Stora livre son avis sur l’affaire du journaliste Jean-Michel Aphatie qui a été suspendu par la radio RTL pour avoir comparé le massacre commis par les nazis à Oradour-sur-Glane en France pendant la Seconde guerre mondiale et les enfumades commises par l’armée française pendant la conquête coloniale au milieu du 19e siècle en Algérie.
Il s’exprime aussi sur la polémique ayant suivi la déprogrammation par France Télévision d’un documentaire dévoilant un autre crime colonial jusque-là méconnu : le recours aux armes chimiques pendant la guerre d’Algérie.

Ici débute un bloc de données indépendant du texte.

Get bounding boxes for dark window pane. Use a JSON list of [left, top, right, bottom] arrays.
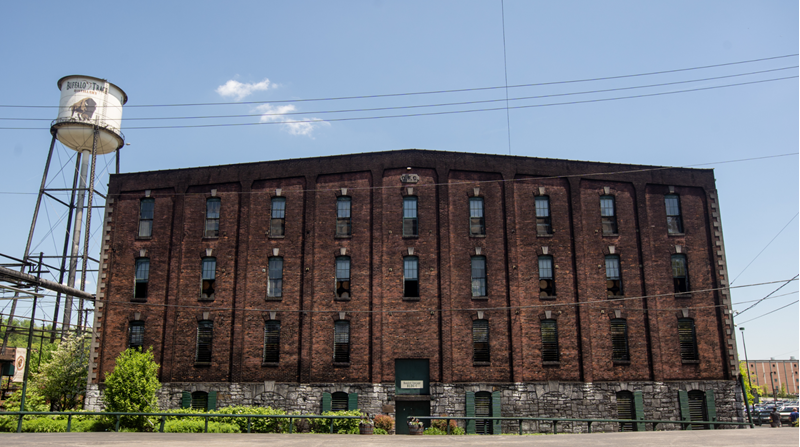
[[129, 321, 144, 350], [611, 319, 629, 361], [541, 319, 559, 362], [139, 199, 154, 237], [600, 196, 618, 234], [201, 258, 216, 299], [331, 392, 348, 411], [334, 321, 350, 363], [267, 257, 283, 298], [473, 319, 490, 363], [205, 198, 221, 238], [665, 195, 684, 234], [678, 318, 698, 361], [270, 198, 286, 236], [471, 256, 487, 297], [535, 197, 552, 235], [191, 392, 208, 411], [336, 198, 351, 236], [606, 256, 623, 297], [404, 257, 419, 297], [336, 257, 351, 298], [616, 391, 635, 431], [538, 256, 555, 297], [196, 320, 213, 363], [403, 197, 418, 237], [263, 321, 280, 363], [469, 198, 485, 236], [134, 258, 149, 299], [672, 254, 689, 294]]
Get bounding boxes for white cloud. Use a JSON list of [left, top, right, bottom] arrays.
[[255, 104, 330, 137], [216, 78, 274, 101]]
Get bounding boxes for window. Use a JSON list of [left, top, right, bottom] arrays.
[[403, 256, 419, 298], [605, 255, 623, 297], [473, 319, 490, 364], [600, 195, 618, 235], [196, 320, 213, 364], [403, 197, 418, 237], [191, 391, 208, 411], [134, 258, 149, 299], [672, 254, 690, 296], [541, 319, 560, 363], [665, 194, 683, 234], [616, 391, 635, 431], [331, 391, 349, 411], [611, 319, 630, 362], [270, 197, 286, 237], [267, 257, 283, 298], [474, 391, 493, 435], [333, 320, 350, 363], [263, 320, 280, 363], [535, 196, 552, 235], [128, 321, 144, 350], [538, 256, 555, 297], [335, 256, 351, 298], [469, 197, 485, 236], [678, 318, 699, 362], [138, 198, 154, 238], [201, 257, 216, 299], [205, 197, 221, 238], [471, 256, 487, 297], [336, 197, 351, 236], [182, 390, 217, 411]]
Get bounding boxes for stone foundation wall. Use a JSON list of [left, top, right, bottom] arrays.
[[85, 380, 745, 433]]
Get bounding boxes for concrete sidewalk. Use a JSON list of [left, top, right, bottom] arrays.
[[0, 426, 796, 447]]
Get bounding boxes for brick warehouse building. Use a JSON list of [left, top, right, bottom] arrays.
[[85, 150, 745, 433]]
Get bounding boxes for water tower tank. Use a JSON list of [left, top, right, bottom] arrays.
[[51, 75, 127, 154]]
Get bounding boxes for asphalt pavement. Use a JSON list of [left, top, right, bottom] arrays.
[[0, 426, 796, 446]]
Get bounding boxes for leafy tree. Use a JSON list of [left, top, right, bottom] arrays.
[[778, 384, 789, 398], [739, 361, 754, 405], [102, 347, 161, 430], [31, 333, 89, 411]]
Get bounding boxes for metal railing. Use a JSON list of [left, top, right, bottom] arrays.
[[3, 411, 362, 434], [410, 415, 752, 435]]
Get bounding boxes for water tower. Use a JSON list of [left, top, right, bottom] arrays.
[[2, 76, 127, 347]]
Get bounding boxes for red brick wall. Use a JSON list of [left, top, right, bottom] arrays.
[[91, 150, 735, 386]]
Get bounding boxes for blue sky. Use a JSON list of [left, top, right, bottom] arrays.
[[0, 1, 797, 361]]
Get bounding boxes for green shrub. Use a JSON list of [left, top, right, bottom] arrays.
[[424, 422, 465, 435], [213, 405, 290, 433], [374, 427, 388, 435], [310, 410, 363, 434], [163, 419, 241, 433], [374, 414, 394, 431], [103, 347, 161, 431]]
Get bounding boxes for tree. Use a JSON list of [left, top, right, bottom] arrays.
[[31, 333, 89, 411], [103, 347, 161, 430], [739, 361, 754, 405]]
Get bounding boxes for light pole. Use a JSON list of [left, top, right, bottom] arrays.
[[739, 327, 753, 397], [770, 370, 778, 403]]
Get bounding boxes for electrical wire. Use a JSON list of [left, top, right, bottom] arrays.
[[735, 275, 799, 316], [0, 54, 796, 109], [730, 213, 799, 285], [735, 300, 799, 325]]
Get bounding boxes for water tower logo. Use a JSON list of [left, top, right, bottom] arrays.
[[70, 97, 97, 120]]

Le journaliste Jean-Michel Aphatie a déclaré que la France a commis des « centaines d’Oradour-sur-Glane en Algérie ». Comment expliquer les attaques contre lui en France après ces déclarations ?

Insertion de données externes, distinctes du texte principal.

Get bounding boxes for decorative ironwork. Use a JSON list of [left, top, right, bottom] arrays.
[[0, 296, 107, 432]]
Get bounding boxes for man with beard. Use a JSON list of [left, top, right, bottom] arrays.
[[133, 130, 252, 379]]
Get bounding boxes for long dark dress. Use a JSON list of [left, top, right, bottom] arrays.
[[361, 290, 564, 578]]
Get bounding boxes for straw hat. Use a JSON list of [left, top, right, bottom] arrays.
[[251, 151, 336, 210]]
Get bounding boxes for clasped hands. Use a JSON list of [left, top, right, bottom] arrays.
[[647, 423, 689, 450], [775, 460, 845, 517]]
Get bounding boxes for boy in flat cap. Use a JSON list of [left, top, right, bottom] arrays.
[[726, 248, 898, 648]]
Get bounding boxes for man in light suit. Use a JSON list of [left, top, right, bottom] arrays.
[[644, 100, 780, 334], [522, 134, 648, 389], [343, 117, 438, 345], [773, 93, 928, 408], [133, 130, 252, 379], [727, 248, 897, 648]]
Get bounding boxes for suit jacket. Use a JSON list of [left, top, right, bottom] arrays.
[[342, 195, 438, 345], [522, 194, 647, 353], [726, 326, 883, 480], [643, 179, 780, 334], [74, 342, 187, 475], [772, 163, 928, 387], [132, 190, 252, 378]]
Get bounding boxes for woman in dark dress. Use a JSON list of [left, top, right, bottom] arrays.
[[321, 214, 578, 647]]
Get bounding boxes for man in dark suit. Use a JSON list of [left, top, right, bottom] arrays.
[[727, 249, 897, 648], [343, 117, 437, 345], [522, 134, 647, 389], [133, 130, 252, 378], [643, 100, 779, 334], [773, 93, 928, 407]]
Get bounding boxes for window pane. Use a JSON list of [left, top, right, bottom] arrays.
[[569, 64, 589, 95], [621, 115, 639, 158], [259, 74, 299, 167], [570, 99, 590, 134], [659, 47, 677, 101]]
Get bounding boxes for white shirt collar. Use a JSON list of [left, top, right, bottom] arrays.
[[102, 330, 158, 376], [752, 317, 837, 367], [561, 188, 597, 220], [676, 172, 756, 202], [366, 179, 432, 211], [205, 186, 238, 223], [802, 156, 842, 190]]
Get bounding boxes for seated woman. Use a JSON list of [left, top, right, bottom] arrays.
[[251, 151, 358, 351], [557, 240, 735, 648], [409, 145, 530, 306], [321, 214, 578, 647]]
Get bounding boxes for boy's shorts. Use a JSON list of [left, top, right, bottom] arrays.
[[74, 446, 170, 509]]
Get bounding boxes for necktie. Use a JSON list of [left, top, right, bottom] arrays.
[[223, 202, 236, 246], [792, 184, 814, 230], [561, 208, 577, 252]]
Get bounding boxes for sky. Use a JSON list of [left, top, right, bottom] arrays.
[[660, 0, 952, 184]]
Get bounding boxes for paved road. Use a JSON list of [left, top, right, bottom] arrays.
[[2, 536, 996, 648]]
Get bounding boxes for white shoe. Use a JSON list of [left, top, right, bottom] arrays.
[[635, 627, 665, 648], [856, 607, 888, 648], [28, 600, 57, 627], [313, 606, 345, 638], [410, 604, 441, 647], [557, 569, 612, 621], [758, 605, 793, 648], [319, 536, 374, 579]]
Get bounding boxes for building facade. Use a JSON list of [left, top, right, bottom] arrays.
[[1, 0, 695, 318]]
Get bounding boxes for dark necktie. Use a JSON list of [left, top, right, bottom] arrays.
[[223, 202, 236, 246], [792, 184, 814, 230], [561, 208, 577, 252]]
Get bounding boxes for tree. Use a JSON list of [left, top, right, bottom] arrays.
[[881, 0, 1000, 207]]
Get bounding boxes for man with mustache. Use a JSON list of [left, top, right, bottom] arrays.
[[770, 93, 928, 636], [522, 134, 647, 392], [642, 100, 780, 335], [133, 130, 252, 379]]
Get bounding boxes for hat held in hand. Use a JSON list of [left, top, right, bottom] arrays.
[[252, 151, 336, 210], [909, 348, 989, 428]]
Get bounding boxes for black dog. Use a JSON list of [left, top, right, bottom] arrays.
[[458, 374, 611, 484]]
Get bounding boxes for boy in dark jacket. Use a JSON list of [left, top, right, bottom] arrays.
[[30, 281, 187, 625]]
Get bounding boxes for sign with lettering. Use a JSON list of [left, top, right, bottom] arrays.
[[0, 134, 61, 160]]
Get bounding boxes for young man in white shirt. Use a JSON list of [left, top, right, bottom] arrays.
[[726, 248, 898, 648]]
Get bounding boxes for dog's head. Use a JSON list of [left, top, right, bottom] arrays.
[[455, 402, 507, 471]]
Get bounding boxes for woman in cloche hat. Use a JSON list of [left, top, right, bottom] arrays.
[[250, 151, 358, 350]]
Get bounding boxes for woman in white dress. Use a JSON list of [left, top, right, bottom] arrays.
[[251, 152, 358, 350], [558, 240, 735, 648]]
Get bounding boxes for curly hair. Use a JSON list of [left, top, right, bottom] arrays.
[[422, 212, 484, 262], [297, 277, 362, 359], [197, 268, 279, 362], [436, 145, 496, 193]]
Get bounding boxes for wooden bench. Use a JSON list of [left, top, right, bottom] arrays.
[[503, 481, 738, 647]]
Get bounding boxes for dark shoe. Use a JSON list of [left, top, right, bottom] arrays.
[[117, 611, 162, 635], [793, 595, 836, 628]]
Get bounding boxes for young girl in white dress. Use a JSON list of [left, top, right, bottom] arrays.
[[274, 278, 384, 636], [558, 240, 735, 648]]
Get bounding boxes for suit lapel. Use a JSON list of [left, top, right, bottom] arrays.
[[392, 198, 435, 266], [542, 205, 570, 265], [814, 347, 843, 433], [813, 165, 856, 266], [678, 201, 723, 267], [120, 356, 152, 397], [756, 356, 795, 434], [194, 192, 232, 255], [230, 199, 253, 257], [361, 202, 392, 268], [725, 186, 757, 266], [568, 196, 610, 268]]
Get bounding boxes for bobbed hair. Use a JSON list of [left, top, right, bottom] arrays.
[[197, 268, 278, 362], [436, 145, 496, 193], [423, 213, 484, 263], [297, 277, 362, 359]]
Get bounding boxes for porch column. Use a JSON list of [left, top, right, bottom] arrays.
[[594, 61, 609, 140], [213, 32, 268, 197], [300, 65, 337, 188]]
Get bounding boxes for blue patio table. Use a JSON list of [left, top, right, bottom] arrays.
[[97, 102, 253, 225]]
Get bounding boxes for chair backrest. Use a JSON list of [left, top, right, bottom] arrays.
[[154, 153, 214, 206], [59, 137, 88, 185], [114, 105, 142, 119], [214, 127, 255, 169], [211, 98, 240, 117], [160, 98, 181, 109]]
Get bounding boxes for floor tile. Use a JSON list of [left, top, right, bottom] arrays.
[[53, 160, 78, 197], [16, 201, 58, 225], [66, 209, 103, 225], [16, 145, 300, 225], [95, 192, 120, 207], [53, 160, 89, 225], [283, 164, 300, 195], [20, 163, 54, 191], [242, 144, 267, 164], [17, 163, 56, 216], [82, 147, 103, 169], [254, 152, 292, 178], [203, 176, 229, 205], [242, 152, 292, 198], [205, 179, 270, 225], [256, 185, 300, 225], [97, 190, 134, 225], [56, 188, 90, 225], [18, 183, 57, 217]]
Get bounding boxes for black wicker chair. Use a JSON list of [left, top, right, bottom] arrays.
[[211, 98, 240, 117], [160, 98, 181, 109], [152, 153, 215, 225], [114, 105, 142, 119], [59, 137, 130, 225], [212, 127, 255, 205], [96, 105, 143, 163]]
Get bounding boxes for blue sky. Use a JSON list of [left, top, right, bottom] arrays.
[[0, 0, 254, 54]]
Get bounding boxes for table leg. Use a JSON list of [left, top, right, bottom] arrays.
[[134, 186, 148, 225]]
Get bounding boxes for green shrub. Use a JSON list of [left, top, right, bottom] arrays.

J’ai déjà dit que Jean-Michel Apathie avait levé le voile sur un pan de l’histoire, qui a duré d’ailleurs longtemps, près d’un demi-siècle, la conquête coloniale qui était sanglante.
Bien sûr, j’avais pris soin de ne pas faire d’analogie historique trop rapide, mais néanmoins il est évident que cette conquête coloniale a servi aussi de laboratoire aux idéologies telles qu’on a pu les voir apparaître par la suite au 20e siècle, naturellement ce qu’on appelle le nazisme.

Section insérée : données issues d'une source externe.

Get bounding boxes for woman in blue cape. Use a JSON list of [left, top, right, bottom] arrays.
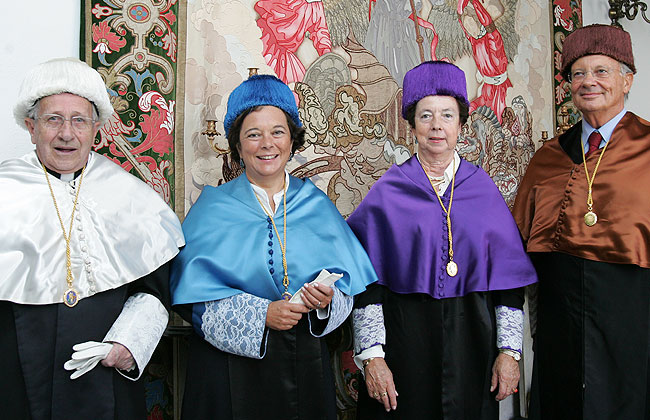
[[347, 61, 537, 419], [170, 75, 377, 419]]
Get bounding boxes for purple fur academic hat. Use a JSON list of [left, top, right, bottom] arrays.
[[401, 61, 470, 119], [223, 74, 301, 137]]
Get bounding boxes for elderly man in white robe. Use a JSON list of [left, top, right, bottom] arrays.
[[0, 57, 184, 420]]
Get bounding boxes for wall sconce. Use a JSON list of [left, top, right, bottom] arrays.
[[540, 130, 550, 144], [201, 119, 229, 156], [556, 105, 573, 135], [609, 0, 650, 27]]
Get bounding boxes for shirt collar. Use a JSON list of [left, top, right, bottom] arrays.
[[249, 171, 290, 216], [581, 108, 627, 151], [37, 151, 91, 182]]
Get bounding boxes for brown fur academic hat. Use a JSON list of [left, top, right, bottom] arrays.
[[561, 24, 636, 80]]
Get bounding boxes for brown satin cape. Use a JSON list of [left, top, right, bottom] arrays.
[[513, 112, 650, 267]]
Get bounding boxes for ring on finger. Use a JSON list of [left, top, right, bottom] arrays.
[[373, 392, 379, 398], [316, 301, 321, 308], [381, 391, 388, 397]]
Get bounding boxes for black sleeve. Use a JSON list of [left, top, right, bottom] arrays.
[[126, 261, 172, 312], [173, 303, 194, 324], [492, 287, 525, 310], [353, 283, 386, 308]]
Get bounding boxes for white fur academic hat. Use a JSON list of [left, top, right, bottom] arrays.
[[13, 57, 114, 129]]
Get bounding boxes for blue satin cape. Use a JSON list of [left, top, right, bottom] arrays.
[[171, 174, 377, 304]]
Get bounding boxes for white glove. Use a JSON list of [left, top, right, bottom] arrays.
[[63, 341, 113, 380]]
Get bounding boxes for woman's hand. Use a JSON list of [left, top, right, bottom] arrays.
[[265, 300, 310, 331], [363, 357, 398, 412], [490, 352, 520, 401], [299, 282, 334, 311]]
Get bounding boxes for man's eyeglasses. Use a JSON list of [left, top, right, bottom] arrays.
[[36, 114, 96, 132], [568, 67, 613, 83]]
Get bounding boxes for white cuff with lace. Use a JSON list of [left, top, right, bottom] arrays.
[[352, 304, 386, 371], [308, 286, 352, 337], [495, 305, 524, 353]]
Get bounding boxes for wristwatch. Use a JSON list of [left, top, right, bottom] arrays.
[[498, 348, 521, 362], [362, 357, 376, 368]]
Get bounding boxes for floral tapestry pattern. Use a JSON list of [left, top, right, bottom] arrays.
[[184, 0, 552, 215], [552, 0, 582, 131], [82, 0, 180, 209], [81, 2, 182, 419]]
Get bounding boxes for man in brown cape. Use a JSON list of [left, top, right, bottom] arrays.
[[513, 24, 649, 420]]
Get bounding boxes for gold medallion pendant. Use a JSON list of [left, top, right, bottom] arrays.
[[63, 288, 79, 307], [423, 158, 460, 280], [580, 134, 609, 230], [281, 291, 292, 301], [446, 261, 458, 277], [42, 164, 87, 308], [584, 211, 598, 227]]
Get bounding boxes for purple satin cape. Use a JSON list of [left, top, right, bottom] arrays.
[[347, 156, 537, 299]]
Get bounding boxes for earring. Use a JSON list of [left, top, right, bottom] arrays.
[[239, 158, 245, 168], [289, 152, 294, 162]]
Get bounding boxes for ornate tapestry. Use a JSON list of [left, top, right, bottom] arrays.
[[81, 1, 185, 419], [81, 0, 183, 214], [183, 0, 552, 215], [551, 0, 582, 134]]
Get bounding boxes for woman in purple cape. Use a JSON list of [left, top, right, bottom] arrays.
[[347, 61, 537, 420]]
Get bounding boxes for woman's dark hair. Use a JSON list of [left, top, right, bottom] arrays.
[[227, 105, 306, 162], [404, 97, 469, 129]]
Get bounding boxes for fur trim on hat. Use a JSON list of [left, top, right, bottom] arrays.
[[223, 74, 301, 137], [13, 57, 114, 130], [561, 24, 636, 80], [402, 61, 470, 119]]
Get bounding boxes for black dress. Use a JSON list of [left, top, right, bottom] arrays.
[[355, 284, 524, 420], [179, 314, 337, 420]]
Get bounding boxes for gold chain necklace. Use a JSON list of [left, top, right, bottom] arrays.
[[580, 134, 611, 227], [254, 179, 291, 299], [423, 159, 458, 277], [42, 164, 87, 307]]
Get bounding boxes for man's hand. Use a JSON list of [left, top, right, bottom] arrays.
[[101, 342, 135, 371]]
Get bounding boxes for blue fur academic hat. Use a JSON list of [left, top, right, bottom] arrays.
[[402, 61, 470, 119], [223, 74, 301, 136]]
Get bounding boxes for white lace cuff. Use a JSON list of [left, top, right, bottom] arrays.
[[200, 293, 270, 359], [103, 292, 169, 381], [308, 286, 352, 337], [352, 304, 386, 355], [496, 305, 524, 353]]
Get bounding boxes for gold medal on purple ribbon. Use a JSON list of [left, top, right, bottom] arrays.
[[281, 292, 292, 301], [63, 288, 79, 307]]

Jean-Michel Apathie a utilisé cette référence à Oradour-sur-Glane pour mieux parler aux Français, pour leur faire comprendre ce qui s’est passé en Algérie un siècle auparavant.
On considère encore en France que la conquête coloniale a été faite au nom d’une “mission civilisatrice” de la France, ce qui donne cette espèce de bonne conscience.
On a le sentiment d’avoir apporté “la liberté, les lumières, l’émancipation”… Il n’y a pas de culpabilité, il y a une tendance à considérer la colonisation comme un épisode heureux.
Pourquoi cet épisode est-il méconnu ?
Cette histoire de la conquête est effectivement très mal connue parce qu’elle n’est pas enseignée dans les écoles en France.
On a commencé à enseigner la guerre d’Algérie en France depuis seulement une vingtaine d’années, c’est-à-dire qu’on a commencé à enseigner l’histoire par sa fin.
Et quand on commence l’histoire par la fin, on ne comprend pas l’origine. C’est pour cela qu’il est important de commencer par le début, par la conquête qui a duré pratiquement jusqu’à la fin du 19e siècle.
Ayant beaucoup travaillé sur cette période, pouvez-vous citer des faits concrets qui traduisent la brutalité de la conquête coloniale en Algérie ?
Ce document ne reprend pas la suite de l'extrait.